Plaintiffs’ attorneys have a tough task ahead of them, said Thomas Rohback, a lawyer with Axinn, Veltrop & Harkrider. Rohback is not involved in the case, but reviewed the Market Synergy complaint for InsuranceNewsNet.
‘These are Tough Things’
Preliminary injunctions “are not handed out lightly,” Rohback said. “You’ve got to show irreparable harm and you’ve got to show a likelihood of success on the merits. These are tough things.”
The lawsuit hinges on the jarring move of FIAs into the BIC after public comment was completed. Market Synergy attorneys are expected to argue that no true economic analysis was done by the DOL. Furthermore, that the new rules represent a dire economic hardship for the entire FIA industry.
“IMOs not affiliated with a Financial Institution or insurance company will be disenfranchised by the new regime, which will prompt a shift in distribution to registered investment advisers, banks, and broker-dealers,” the complaint reads.
For those in Market Synergy’s network of IMOs, fixed indexed annuities represent more than 90 percent of total sales, the complaint explains. Similarly, 100 percent of Market Synergy’s 2015 revenue was attributable in some way to the development, marketing or distribution of fixed indexed annuities.

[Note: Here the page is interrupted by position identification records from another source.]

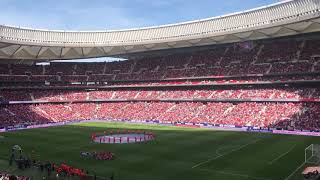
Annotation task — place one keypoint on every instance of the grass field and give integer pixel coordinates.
(177, 153)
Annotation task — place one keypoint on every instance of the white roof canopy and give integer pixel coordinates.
(280, 19)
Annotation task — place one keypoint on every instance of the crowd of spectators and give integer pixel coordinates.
(261, 57)
(5, 176)
(279, 115)
(261, 93)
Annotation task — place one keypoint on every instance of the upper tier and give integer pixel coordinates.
(280, 19)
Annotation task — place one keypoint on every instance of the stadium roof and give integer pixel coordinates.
(285, 18)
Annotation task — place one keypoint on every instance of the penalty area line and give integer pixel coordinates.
(287, 178)
(235, 174)
(279, 157)
(222, 155)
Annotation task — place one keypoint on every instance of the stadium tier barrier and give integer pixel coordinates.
(180, 124)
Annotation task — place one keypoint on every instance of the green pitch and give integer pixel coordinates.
(176, 154)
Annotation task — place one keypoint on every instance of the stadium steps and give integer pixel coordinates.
(104, 68)
(10, 112)
(32, 96)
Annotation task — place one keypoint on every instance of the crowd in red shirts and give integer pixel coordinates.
(274, 114)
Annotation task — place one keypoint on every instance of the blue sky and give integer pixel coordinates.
(114, 14)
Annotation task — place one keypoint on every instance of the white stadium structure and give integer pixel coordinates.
(285, 18)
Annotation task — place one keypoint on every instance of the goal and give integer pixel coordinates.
(312, 154)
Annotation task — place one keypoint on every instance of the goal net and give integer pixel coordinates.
(312, 154)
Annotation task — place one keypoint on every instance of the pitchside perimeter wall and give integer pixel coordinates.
(192, 125)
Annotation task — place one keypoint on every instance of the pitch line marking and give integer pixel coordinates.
(287, 178)
(217, 157)
(235, 174)
(279, 157)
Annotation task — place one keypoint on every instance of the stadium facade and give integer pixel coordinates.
(291, 17)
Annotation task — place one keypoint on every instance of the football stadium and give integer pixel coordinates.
(234, 96)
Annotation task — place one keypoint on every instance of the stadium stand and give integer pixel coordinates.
(176, 87)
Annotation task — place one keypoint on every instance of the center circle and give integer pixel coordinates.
(123, 138)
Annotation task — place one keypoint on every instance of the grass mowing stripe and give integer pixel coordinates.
(235, 174)
(279, 157)
(217, 157)
(291, 175)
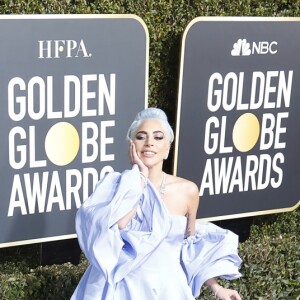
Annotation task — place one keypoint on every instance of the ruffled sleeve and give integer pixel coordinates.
(212, 252)
(113, 253)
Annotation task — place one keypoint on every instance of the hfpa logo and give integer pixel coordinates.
(62, 48)
(243, 48)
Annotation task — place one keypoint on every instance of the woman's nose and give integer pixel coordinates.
(149, 141)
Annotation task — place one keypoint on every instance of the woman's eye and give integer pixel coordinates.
(159, 137)
(140, 137)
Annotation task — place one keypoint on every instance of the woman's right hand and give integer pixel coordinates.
(135, 159)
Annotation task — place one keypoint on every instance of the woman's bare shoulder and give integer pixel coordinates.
(184, 185)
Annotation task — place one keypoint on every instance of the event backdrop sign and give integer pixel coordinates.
(238, 124)
(70, 87)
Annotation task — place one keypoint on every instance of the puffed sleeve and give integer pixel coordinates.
(110, 251)
(210, 253)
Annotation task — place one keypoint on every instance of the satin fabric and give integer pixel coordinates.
(149, 259)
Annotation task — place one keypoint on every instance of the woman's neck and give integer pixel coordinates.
(156, 176)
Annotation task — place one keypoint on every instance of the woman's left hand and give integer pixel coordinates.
(227, 294)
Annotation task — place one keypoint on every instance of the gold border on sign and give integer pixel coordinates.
(70, 17)
(175, 162)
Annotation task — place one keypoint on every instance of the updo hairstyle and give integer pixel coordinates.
(150, 113)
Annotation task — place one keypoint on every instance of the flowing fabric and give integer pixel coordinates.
(149, 259)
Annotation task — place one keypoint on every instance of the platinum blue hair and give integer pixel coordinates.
(150, 113)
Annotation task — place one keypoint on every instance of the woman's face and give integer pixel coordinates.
(151, 142)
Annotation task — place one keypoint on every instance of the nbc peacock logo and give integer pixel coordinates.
(244, 48)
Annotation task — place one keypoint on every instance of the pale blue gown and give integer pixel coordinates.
(150, 258)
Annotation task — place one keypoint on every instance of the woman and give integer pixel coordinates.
(139, 231)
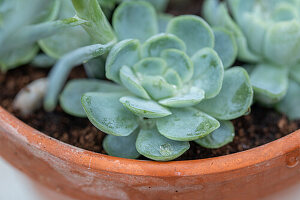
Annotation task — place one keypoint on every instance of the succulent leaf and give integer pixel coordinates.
(65, 41)
(225, 46)
(218, 138)
(105, 112)
(70, 99)
(163, 20)
(151, 66)
(173, 78)
(122, 147)
(180, 62)
(208, 72)
(144, 108)
(157, 87)
(131, 82)
(95, 68)
(186, 124)
(234, 98)
(135, 20)
(153, 145)
(154, 46)
(192, 97)
(198, 36)
(295, 73)
(126, 52)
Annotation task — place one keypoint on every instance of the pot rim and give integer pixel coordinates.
(10, 125)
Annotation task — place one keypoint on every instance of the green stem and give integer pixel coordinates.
(61, 70)
(98, 27)
(32, 33)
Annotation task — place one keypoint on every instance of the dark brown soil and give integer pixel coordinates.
(258, 128)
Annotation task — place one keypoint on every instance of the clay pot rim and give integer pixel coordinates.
(12, 126)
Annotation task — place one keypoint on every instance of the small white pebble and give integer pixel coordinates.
(30, 98)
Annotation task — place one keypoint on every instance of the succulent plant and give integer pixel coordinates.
(23, 23)
(268, 36)
(168, 88)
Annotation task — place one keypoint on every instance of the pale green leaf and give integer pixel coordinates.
(173, 77)
(153, 145)
(193, 30)
(163, 20)
(218, 138)
(70, 99)
(180, 62)
(106, 113)
(160, 42)
(234, 99)
(208, 72)
(192, 97)
(186, 124)
(270, 83)
(95, 68)
(150, 66)
(126, 52)
(225, 46)
(122, 147)
(144, 108)
(157, 87)
(131, 82)
(135, 20)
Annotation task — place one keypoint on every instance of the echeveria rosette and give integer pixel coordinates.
(168, 88)
(268, 36)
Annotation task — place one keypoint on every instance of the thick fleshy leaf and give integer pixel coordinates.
(157, 87)
(218, 138)
(144, 108)
(122, 147)
(193, 30)
(135, 20)
(180, 62)
(95, 68)
(186, 124)
(173, 77)
(150, 66)
(208, 72)
(234, 98)
(190, 98)
(70, 99)
(126, 52)
(217, 15)
(282, 43)
(269, 82)
(160, 42)
(295, 73)
(290, 104)
(17, 57)
(284, 12)
(106, 113)
(59, 73)
(131, 82)
(153, 145)
(225, 46)
(163, 20)
(65, 41)
(98, 26)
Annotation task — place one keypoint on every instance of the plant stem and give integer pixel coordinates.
(61, 70)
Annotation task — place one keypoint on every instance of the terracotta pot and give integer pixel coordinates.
(81, 174)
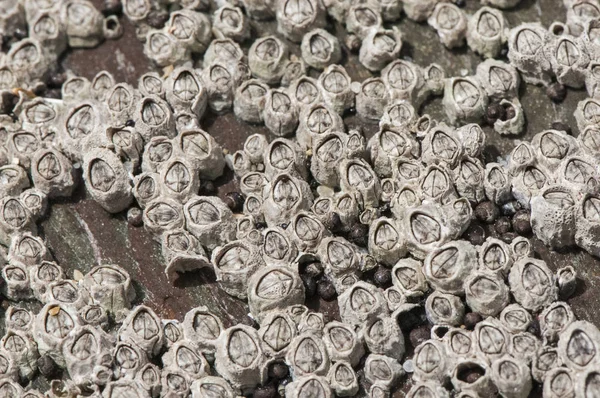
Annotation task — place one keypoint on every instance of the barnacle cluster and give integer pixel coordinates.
(319, 201)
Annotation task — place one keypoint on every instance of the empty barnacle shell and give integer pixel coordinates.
(163, 214)
(407, 276)
(431, 362)
(164, 49)
(511, 377)
(51, 327)
(343, 379)
(280, 113)
(444, 309)
(87, 355)
(334, 84)
(482, 386)
(382, 370)
(491, 339)
(425, 389)
(185, 356)
(274, 288)
(487, 32)
(249, 101)
(379, 47)
(307, 355)
(230, 22)
(361, 302)
(320, 49)
(27, 249)
(372, 99)
(142, 327)
(532, 283)
(182, 252)
(358, 178)
(523, 346)
(553, 216)
(386, 241)
(495, 256)
(22, 351)
(17, 283)
(389, 145)
(343, 343)
(383, 336)
(447, 266)
(464, 99)
(267, 58)
(234, 263)
(566, 278)
(294, 19)
(239, 356)
(450, 22)
(14, 179)
(500, 80)
(276, 333)
(569, 59)
(284, 197)
(284, 156)
(309, 386)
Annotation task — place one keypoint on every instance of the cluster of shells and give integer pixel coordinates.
(142, 149)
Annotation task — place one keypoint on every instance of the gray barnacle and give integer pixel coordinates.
(185, 356)
(511, 376)
(491, 339)
(487, 32)
(163, 214)
(234, 263)
(512, 126)
(553, 216)
(239, 356)
(320, 49)
(372, 99)
(382, 335)
(358, 178)
(569, 59)
(431, 362)
(87, 356)
(185, 92)
(450, 23)
(284, 197)
(230, 22)
(309, 386)
(444, 309)
(249, 101)
(361, 302)
(294, 19)
(17, 284)
(559, 381)
(142, 327)
(182, 252)
(343, 379)
(23, 352)
(532, 283)
(495, 256)
(387, 243)
(379, 47)
(209, 220)
(334, 84)
(274, 288)
(267, 58)
(446, 267)
(51, 327)
(464, 99)
(483, 386)
(389, 145)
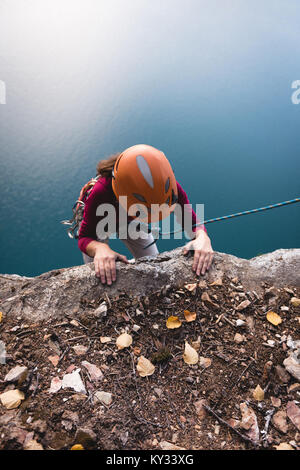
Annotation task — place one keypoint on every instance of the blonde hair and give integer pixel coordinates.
(105, 167)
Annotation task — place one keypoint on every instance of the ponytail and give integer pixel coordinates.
(105, 167)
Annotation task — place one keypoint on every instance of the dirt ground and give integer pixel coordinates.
(166, 407)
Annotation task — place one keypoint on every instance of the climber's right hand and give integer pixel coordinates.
(105, 263)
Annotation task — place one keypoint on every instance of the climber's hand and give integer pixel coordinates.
(105, 263)
(203, 252)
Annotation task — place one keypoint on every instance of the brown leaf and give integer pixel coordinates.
(190, 355)
(273, 318)
(258, 393)
(12, 399)
(124, 341)
(145, 367)
(293, 412)
(191, 287)
(190, 316)
(173, 322)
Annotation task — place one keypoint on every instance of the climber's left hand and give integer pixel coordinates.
(203, 252)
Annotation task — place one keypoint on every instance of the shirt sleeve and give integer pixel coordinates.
(187, 213)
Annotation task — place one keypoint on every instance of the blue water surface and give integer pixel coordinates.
(209, 82)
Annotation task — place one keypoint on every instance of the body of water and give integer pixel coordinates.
(209, 82)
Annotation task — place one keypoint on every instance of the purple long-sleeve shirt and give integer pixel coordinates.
(102, 193)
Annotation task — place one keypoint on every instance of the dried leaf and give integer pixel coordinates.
(273, 318)
(293, 412)
(243, 305)
(258, 393)
(165, 445)
(284, 446)
(12, 399)
(105, 339)
(191, 287)
(190, 355)
(217, 282)
(295, 302)
(205, 362)
(145, 367)
(54, 360)
(189, 316)
(124, 341)
(173, 322)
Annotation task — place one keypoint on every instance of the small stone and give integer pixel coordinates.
(103, 397)
(95, 373)
(55, 385)
(294, 388)
(54, 360)
(280, 421)
(101, 311)
(258, 393)
(205, 362)
(86, 437)
(136, 328)
(295, 302)
(249, 422)
(239, 338)
(80, 350)
(276, 402)
(33, 445)
(284, 308)
(73, 381)
(18, 373)
(282, 374)
(243, 305)
(292, 366)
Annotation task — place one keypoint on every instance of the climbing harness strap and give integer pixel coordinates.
(78, 208)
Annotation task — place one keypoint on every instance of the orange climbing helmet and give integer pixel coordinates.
(144, 175)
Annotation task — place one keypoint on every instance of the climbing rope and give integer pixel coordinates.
(225, 217)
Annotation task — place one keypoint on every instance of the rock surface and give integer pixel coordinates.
(56, 293)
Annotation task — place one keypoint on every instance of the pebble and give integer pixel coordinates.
(80, 350)
(239, 338)
(103, 397)
(17, 373)
(94, 372)
(292, 366)
(73, 381)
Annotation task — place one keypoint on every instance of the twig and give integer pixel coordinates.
(256, 444)
(268, 418)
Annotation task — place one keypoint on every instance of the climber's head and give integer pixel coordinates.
(144, 175)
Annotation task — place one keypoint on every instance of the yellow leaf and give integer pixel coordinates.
(145, 367)
(284, 446)
(258, 393)
(173, 322)
(190, 316)
(105, 339)
(273, 318)
(123, 341)
(190, 355)
(12, 399)
(191, 287)
(295, 302)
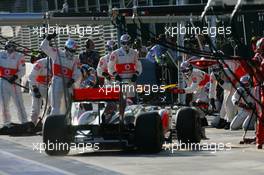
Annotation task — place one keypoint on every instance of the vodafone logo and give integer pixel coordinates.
(7, 72)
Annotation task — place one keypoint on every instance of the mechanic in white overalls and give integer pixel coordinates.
(102, 69)
(12, 69)
(39, 80)
(245, 104)
(224, 78)
(195, 81)
(65, 64)
(124, 64)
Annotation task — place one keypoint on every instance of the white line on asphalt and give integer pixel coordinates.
(33, 162)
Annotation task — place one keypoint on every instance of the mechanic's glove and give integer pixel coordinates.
(50, 36)
(36, 92)
(106, 75)
(117, 77)
(12, 79)
(134, 78)
(219, 80)
(249, 106)
(212, 103)
(70, 83)
(177, 91)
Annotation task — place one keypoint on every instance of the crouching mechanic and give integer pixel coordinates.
(124, 64)
(195, 81)
(102, 70)
(89, 77)
(12, 68)
(224, 78)
(242, 98)
(39, 80)
(65, 72)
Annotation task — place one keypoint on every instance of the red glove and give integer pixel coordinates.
(178, 91)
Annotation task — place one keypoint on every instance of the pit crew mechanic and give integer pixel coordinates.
(124, 63)
(89, 56)
(12, 68)
(102, 69)
(39, 80)
(195, 81)
(245, 117)
(224, 78)
(65, 67)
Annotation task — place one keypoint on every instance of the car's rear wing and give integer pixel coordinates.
(96, 94)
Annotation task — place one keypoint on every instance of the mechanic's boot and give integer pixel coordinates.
(227, 126)
(221, 124)
(259, 146)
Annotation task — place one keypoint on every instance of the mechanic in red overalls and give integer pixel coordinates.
(259, 91)
(256, 69)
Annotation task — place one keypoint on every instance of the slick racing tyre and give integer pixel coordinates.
(56, 136)
(188, 125)
(149, 134)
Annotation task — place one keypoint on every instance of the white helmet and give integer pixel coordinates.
(246, 81)
(87, 118)
(186, 68)
(125, 41)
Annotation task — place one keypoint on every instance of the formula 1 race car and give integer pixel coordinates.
(114, 124)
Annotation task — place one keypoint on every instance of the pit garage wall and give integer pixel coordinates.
(26, 36)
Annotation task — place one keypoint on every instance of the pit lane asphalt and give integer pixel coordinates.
(18, 155)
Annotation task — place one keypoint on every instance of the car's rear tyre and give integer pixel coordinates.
(56, 135)
(149, 134)
(188, 125)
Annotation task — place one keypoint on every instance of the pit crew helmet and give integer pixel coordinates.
(186, 68)
(125, 41)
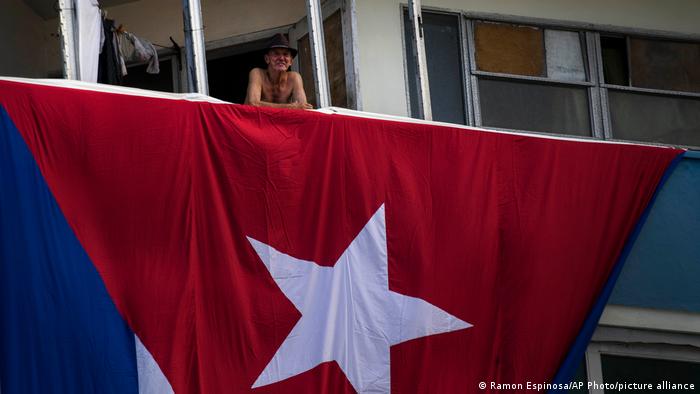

But Rohback, who has argued and won several high-profile cases, said Market Synergy’s burden of proof will be high since the DOL has been working on a fiduciary rule for many years.
“If this was that crucial, which obviously it was, a part of Market Synergy’s business, they had to be all over this,” he said. “They have a hard time, I think, claiming that this caught them unawares.”
That’s exactly the case attorneys from Carlton Fields Jorden Burt, a Washington, D.C. law firm, will be making before Judge Crabtree. Attorneys are expected to argue that FIAs are nothing like variable annuities, which are regulated as a security.
And there was no hint that FIAs would end up in the BIC, said Kim O’Brien, vice chairman and CEO of Americans for Annuity Protection.
“While there was discussion generally in the form of questions from regulators, legislators and the DOL itself, about where indexed annuities would be treated under the rule, there was never any serious indication from the DOL that they would change from the proposed language,” she said.
AAP worked with many of the IMOs represented by Market Synergy Group and “they were actively and forcefully engaged throughout this rule’s progress,” O’Brien said.
The Market Synergy complaint includes eight affidavits filed in support.
About 80,000 independent insurance agents sell FIAs, most of which are small businesses, wrote Sheryl Moore, president and CEO of Moore Market Intelligence and Wink Inc., publisher of Wink’s Sales & Market Report.
Independent agents not affiliated with broker/dealers combined for 64.5 percent of FIA sales last year. The average commission percentage for those sales was 5.68 percent.
“I can attest that the rule change was totally unexpected by the fixed indexed annuity industry,” Moore wrote in the affidavit. “The rule change directly threatens the viability of the predominant distribution channel for fixed indexed annuities through independent agents who are not affiliated with a broker-dealer.”
Meanwhile, lawsuits are ongoing in Washington, D.C. and Dallas, Texas federal courts. An Aug. 25 hearing was held in front of Judge Randolph D. Moss. The judge pointedly questioned attorneys for the National Association for Fixed Annuities and disagreed with some of their interpretations.
Moss has not ruled on that complaint, but his tough questioning led many to believe he is unlikely to grant an injunction. It can be a mistake to try and read judges this way, Rohback said.
“More than a few times in oral arguments, a judge just beat the heck out of me,” he recalled, “and then you find out a few weeks later, the judge comes down with a decision in your favor.”
Three lawsuits filed by several plaintiffs in U.S. District Court Northern District of Texas were consolidated by the court. Judge Barbara M.G. Lynn will hear that case on Nov. 17.